On this side of the Atlantic, we’ve had plenty of governmental IT disasters as well, including the IRS’s systems modernization project and the FBI’s ill-fated “Virtual Case File” system. And now we have another to add to the list, and in some ways it’s the most mind-boggling of all. A Senate Committee is scheduled to have a hearing Thursday on the star-crossed “Defense Travel System” (DTS) being built by the Defense Department. Launched in 1998, the project is currently four years behind schedule and has cost $474 million, $200 million more than the original budget. And few people in the Department of Defense show any particular desire to use the system.
So what is DTS designed to do, exactly? It’s a system for booking airline tickets and making other travel arrangements. Yep, the government has spent nearly a half billion dollars to essentially replicate the functionality of the many Internet travel sites that are already up and running and used daily by millions of people. And after eight years, it’s still not working. A spokesman for the main contractor, Northrup Grumman, tells ABC News, “This is a program that the American taxpayer, the Department of Defense can be proud of.” Oklahoma Senator Tom Coburn begs to differ. He calls DTS “a hoax on the American taxpayer.” His colleague Norm Coleman, of Minnesota, says, “DTS does not list all available flights and does not always identify the lowest available fares, does not take rail reservations, does not reserve hotel rooms or rental cars.” He says that only 17% of 755,000 trips recently booked by Department of Defense workers were processed by the system; the rest went through travel agents.

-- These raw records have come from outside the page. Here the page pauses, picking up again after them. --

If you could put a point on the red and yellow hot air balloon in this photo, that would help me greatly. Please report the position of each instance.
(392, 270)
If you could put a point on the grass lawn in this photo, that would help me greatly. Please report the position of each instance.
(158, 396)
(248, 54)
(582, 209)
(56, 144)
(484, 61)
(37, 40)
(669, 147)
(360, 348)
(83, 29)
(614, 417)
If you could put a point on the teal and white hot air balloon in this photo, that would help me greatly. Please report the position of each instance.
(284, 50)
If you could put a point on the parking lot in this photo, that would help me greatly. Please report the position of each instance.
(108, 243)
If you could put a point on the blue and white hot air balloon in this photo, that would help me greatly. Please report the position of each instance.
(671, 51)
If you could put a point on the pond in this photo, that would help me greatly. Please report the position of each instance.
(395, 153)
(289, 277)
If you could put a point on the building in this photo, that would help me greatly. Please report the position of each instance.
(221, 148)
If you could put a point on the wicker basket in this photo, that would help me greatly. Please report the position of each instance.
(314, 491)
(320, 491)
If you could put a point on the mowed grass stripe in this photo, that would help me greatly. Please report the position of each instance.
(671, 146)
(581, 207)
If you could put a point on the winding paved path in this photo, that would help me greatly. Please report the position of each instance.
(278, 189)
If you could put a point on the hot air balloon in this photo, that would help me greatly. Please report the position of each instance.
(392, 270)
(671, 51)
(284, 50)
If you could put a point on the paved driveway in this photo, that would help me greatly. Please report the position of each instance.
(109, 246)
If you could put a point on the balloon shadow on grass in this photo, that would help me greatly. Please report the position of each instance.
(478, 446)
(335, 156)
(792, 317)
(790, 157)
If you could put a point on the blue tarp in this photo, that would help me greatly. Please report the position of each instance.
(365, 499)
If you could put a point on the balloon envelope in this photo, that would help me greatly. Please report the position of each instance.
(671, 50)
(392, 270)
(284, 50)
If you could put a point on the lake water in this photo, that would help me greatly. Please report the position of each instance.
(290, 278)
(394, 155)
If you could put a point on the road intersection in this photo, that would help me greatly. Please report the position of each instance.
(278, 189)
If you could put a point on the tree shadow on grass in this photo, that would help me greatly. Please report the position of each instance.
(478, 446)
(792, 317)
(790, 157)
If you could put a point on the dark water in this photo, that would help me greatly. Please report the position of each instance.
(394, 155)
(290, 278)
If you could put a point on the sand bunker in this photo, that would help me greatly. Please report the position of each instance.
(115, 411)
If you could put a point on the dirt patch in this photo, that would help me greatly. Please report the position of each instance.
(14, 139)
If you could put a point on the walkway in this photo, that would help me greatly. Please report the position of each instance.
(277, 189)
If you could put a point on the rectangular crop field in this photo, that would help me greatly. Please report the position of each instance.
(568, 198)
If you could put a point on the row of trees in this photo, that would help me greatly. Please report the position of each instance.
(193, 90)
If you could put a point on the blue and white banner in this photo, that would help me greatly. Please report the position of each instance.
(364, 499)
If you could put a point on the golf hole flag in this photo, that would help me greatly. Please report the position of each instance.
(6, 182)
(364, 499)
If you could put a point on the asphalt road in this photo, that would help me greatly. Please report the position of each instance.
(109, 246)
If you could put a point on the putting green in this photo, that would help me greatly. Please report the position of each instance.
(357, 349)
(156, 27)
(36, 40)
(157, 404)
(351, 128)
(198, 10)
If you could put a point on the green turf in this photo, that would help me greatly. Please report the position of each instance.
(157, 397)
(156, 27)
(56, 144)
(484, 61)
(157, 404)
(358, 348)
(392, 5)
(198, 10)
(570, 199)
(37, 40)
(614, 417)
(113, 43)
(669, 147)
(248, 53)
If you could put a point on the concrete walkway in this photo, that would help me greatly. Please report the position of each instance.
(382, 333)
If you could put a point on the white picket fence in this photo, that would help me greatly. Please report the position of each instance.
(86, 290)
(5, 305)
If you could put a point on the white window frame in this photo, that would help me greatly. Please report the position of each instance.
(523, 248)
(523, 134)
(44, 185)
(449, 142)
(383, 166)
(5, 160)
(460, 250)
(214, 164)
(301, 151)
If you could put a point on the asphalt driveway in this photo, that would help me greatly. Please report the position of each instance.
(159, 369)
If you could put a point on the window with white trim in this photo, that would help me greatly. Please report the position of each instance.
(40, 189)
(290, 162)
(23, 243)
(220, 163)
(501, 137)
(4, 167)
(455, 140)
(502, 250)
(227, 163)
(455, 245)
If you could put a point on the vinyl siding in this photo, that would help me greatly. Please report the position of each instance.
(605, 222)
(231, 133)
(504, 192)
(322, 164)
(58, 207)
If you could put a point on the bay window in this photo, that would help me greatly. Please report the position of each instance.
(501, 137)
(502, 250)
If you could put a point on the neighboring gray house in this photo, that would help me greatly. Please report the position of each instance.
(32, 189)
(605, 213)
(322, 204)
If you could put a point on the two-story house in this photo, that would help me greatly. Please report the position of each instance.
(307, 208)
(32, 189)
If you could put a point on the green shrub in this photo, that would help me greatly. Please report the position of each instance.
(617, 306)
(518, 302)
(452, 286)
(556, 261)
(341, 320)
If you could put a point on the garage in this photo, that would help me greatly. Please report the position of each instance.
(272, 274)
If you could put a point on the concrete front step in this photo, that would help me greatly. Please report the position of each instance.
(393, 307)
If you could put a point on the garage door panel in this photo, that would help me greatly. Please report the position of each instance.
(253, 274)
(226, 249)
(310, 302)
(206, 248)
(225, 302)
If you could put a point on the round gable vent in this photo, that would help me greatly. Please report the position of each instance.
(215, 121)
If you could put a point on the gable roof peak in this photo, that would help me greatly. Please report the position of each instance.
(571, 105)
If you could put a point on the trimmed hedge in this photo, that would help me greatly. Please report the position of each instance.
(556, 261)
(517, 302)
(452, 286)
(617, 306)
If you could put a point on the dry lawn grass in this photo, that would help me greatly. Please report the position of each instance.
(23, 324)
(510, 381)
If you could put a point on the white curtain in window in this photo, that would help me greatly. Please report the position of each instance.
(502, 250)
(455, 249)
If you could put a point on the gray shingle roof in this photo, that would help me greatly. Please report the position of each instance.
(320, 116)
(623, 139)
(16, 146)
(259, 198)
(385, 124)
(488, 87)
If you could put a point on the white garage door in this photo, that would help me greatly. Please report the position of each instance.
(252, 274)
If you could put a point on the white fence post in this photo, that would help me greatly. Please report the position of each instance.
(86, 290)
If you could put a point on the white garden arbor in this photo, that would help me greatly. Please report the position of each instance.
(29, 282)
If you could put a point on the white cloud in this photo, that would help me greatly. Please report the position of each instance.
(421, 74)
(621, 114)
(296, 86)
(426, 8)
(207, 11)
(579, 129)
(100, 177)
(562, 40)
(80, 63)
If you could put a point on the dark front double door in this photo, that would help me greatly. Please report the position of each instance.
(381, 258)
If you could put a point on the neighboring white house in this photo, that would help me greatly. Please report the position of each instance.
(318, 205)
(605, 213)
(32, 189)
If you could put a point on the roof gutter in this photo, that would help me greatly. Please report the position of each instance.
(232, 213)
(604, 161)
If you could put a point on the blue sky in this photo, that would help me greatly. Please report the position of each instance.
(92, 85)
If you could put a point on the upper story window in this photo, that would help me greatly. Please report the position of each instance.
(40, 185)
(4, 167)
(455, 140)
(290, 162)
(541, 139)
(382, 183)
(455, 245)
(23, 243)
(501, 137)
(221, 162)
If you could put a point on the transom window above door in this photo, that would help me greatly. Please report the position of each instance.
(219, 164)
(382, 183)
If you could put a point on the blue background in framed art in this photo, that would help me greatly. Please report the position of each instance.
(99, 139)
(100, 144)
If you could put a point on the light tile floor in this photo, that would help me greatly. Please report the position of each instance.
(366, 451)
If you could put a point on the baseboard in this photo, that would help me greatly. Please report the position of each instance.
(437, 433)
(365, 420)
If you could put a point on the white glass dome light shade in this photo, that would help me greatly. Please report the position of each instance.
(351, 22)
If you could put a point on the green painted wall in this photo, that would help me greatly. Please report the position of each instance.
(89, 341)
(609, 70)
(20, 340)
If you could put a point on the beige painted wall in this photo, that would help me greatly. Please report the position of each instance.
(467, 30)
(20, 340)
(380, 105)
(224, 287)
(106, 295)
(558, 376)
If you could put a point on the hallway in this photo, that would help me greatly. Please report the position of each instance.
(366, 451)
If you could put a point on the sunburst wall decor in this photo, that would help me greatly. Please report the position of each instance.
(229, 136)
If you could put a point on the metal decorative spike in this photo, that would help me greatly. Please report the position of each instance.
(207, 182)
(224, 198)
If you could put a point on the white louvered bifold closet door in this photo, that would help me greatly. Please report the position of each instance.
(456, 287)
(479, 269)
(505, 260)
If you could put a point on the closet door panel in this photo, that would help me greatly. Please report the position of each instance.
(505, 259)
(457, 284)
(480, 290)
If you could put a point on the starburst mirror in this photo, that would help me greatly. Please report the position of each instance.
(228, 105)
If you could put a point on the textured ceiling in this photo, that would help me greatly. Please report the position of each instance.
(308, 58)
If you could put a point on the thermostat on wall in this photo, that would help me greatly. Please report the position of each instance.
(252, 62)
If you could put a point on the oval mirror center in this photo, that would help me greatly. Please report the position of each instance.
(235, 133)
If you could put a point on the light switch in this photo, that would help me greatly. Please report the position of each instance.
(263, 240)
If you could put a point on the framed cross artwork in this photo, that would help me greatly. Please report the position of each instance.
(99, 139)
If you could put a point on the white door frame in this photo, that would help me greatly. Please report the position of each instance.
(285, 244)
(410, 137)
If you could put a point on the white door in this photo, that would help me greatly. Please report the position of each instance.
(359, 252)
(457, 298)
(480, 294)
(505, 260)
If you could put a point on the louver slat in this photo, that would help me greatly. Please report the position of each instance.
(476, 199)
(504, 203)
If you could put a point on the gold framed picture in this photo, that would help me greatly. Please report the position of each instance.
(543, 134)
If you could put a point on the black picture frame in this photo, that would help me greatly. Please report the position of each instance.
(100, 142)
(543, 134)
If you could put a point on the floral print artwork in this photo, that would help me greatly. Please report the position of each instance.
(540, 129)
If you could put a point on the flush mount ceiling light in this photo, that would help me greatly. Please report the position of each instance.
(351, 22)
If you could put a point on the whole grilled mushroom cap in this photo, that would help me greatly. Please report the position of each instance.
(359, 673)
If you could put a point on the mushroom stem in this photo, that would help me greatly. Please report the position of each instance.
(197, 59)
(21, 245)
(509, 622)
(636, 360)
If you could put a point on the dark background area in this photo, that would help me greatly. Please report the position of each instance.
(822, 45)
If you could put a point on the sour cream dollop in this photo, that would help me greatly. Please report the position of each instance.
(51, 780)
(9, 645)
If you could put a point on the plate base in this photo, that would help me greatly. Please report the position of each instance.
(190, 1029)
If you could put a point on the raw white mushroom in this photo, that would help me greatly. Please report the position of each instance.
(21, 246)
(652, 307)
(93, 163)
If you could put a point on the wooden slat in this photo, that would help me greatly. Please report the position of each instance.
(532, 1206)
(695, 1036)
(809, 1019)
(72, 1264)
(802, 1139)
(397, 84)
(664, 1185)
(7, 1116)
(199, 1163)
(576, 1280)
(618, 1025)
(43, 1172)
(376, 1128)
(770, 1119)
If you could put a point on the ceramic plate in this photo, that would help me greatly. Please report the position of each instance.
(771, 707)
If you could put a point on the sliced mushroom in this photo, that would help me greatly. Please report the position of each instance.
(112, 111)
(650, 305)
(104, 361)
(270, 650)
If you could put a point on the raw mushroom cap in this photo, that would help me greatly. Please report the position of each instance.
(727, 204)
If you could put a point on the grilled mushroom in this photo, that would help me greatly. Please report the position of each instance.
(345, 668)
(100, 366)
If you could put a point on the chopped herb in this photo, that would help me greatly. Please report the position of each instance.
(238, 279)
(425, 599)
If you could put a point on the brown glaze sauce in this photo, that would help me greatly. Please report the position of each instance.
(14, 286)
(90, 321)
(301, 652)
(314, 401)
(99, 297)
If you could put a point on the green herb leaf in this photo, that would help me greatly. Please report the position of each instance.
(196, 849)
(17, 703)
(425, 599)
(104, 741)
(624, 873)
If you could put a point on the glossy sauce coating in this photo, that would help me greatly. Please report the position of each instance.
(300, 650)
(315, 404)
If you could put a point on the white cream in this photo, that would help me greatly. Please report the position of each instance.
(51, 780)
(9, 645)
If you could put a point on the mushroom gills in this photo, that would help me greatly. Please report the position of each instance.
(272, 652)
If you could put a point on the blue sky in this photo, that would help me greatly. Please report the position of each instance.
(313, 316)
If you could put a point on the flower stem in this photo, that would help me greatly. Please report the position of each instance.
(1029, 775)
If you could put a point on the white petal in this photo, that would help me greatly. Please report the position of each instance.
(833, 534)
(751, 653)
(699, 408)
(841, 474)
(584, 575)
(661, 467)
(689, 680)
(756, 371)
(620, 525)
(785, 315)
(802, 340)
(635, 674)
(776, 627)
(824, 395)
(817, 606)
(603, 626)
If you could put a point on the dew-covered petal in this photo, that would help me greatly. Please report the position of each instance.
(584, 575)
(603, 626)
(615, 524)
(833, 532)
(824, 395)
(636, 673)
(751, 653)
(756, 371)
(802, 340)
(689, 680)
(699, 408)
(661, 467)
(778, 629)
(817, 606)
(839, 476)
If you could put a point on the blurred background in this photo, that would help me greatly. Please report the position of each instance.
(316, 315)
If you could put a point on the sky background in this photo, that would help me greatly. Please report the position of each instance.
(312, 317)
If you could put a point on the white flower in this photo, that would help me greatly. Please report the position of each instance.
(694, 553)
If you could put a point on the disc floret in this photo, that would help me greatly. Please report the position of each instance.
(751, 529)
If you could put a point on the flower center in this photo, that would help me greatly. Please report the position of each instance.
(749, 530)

What’s incredible is that this is a perfect application to be supplied as a service over the web – all the information, after all, is already out there. Indeed, Rearden Commerce, which yesterday announced a big partnership with American Express, offers a state-of-the-art, software-as-a-service system for managing travel and other personal business expenses. It interconnects with the myriad web-based systems run by airlines, car rental agencies, hotels, airport limo companies, package-delivery firms and so on to provide a one-stop portal for employees. Companies can build purchasing rules into the system, routing employees to preferred suppliers or specially negotiated deals, for instance, while still giving users the simplicity and flexibility they’ve come to expect in booking travel and arranging other services online. I asked Rearden CEO Patrick Grady what he thought about the travails of the DTS project. He offered two words in reply: “outrageous” and “unreal.”
It’s one thing to fail in crafting a complex software system that hasn’t existed before. It’s another thing to waste huge amounts of money and time trying to build a proprietary software system when all you needed to do was launch a browser.